“Getting on the nerves of the population, eh?” said he. “Well, I don’t wonder. A fellow can’t go slam-hanging around like that and not attract attention.”
He noticed, as he went along, that more than one person regarded him curiously; little knots of people gathered behind him, their heads together and no doubt deep in the discussion of the odd doings about Schwartzberg. He had left Marlowe Furnace some distance behind when an idea occurred to him.
“I’ll just top a few of these hills to the left,” said he, “and stop off at the inn. It wouldn’t surprise me if I saw or heard some little thing of interest.
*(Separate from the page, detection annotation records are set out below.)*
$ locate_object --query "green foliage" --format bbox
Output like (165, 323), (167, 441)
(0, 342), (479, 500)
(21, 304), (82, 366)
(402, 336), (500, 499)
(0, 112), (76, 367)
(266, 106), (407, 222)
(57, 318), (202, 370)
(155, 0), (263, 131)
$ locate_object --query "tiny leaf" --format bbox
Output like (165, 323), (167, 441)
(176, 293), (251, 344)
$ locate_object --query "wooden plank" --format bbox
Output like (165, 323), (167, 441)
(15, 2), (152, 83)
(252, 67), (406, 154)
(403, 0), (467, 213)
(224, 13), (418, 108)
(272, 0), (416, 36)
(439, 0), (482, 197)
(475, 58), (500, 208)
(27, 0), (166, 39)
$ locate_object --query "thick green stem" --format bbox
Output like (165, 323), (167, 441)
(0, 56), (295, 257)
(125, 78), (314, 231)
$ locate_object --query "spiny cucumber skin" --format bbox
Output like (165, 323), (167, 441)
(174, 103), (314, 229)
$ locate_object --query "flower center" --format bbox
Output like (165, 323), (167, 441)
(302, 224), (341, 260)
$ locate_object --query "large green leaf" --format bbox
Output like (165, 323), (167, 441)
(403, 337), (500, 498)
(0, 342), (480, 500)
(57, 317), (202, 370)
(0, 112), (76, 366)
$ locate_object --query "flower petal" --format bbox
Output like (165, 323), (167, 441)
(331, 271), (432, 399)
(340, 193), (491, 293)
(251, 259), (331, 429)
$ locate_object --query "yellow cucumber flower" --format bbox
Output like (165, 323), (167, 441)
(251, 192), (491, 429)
These fellows with the lame lungs and the lame legs seem to have more to them than a first glance shows.”
So Mr. Scanlon confidently took the path across the hills. As a rule a criminal caught in the act of housebreaking would not be expected to linger in the neighbourhood of his exploit; but that the man with the cough had departed was not at all in the calculations of Bat.
“According to the dope of both Kirk and Mrs. Kretz, Campe is afraid of the police,” was the way the big man reasoned it out. “Knowing the nature of the thing which makes Campe afraid, the housebreaker knows that the police won’t be called in. So, then, he’ll stick around, waiting for another chance.”
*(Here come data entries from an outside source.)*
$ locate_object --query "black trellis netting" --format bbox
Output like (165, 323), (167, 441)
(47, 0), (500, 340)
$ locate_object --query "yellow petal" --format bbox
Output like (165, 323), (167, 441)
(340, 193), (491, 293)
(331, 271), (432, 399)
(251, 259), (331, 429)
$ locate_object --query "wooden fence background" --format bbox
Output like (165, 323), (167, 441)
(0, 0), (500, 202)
In the road which led to the inn Bat heard the sound of wheels; it was the rolling chair containing the man with the flattened skull. The black, glittering eyes of the invalid fixed themselves upon Bat as he came up with the chair. The big man noted this and nodded.
“Nice day,” said he.
“Splendid,” replied the invalid, in his peculiarly strong voice. “In fact there has been a succession of fine days. This district seems specially favoured.”
Bat nodded his head many times.
“I’ve been thinking something like that myself,” he said. “There seem to be things here which a fellow wouldn’t be likely to run into anywhere else.”